Bay Journal, Chesapeake Bay ‘dead zone’ expected to have another below-average year
Researchers from the Chesapeake Bay Program, University of Maryland Center for Environmental Science, University of Michigan and U.S. Geological Survey have predicted that the Bay’s summertime “dead zone” will be about 13% smaller in 2022 than the average size of the dead zone recorded between 1985 and 2021.
According to the state-federal Chesapeake Bay Program, which leads the restoration effort, this is due to less water entering the Bay from its rivers this spring, as well as a decrease in nutrient pollution from some areas of the Bay’s six-state watershed.
The Bay’s dead zone is a deepwater area with low levels of dissolved oxygen that are hostile to marine life, including fish, blue crabs and oysters. The dead zone is mostly caused by nutrient pollution from human wastewater, animal manure and fertilizer.
Even so, it's not a particularly good year for stripers and blue crabs. Stripers are in a persistent pattern of low recruitment, for causes that are largely unknown, but is thought to be weather/climate related, while crabs have had a couple of bad years of recruitment as well and are facing new harvesting restrictions. Oysters, while above recent years lows, have not rebounded to their historic levels.
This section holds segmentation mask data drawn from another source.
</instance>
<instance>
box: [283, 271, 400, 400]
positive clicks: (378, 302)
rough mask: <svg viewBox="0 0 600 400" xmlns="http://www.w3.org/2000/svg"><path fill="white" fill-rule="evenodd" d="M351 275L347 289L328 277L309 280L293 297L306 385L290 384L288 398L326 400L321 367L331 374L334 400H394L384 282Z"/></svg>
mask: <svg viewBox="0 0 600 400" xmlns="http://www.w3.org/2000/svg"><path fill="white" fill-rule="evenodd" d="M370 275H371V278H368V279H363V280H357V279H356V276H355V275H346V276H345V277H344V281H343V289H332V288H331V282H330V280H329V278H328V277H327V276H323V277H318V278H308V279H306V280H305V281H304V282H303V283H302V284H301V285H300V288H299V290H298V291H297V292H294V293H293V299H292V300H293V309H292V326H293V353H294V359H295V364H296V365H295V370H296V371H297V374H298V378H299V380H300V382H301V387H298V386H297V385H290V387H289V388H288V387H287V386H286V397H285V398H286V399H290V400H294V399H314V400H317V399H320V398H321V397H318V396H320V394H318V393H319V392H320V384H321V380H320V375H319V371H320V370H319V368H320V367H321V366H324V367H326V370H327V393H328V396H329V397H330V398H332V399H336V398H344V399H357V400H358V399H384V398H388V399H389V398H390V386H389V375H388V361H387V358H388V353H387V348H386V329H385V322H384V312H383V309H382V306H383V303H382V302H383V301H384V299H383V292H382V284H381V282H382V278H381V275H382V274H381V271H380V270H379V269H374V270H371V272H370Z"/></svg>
The amount of pollution reaching the Bay each year varies and is based on the amount of rainfall, which flushes nutrients and sediment into rivers that flow into the Bay. The load is also impacted by the number and effectiveness of conservation practices that reduce and manage those pollutants.
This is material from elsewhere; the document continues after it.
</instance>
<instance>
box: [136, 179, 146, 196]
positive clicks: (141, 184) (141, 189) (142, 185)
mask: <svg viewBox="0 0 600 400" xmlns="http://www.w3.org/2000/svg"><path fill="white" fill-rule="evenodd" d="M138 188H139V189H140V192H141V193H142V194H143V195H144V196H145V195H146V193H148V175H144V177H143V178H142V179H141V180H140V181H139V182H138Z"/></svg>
The 2021 dead zone was approximately 14% lower than the long-term average.
An assessment of the 2022 dead zone will be available this fall.
13% doesn't strike me as particularly significant. If they told me that the dead zone was half as large as the long term average, I'd be more impressed. On the other hand, I haven't detected the telltale signs of anoxia near our shores so far this year; fish and crabs crowded into the shallow water, pushed up by the anoxic water, which is, in turn, pushed into shallow water by a particular combination of winds.
It certainly does not look like the "Bay Diet" is on track to beat anoxia by 2025 as hoped.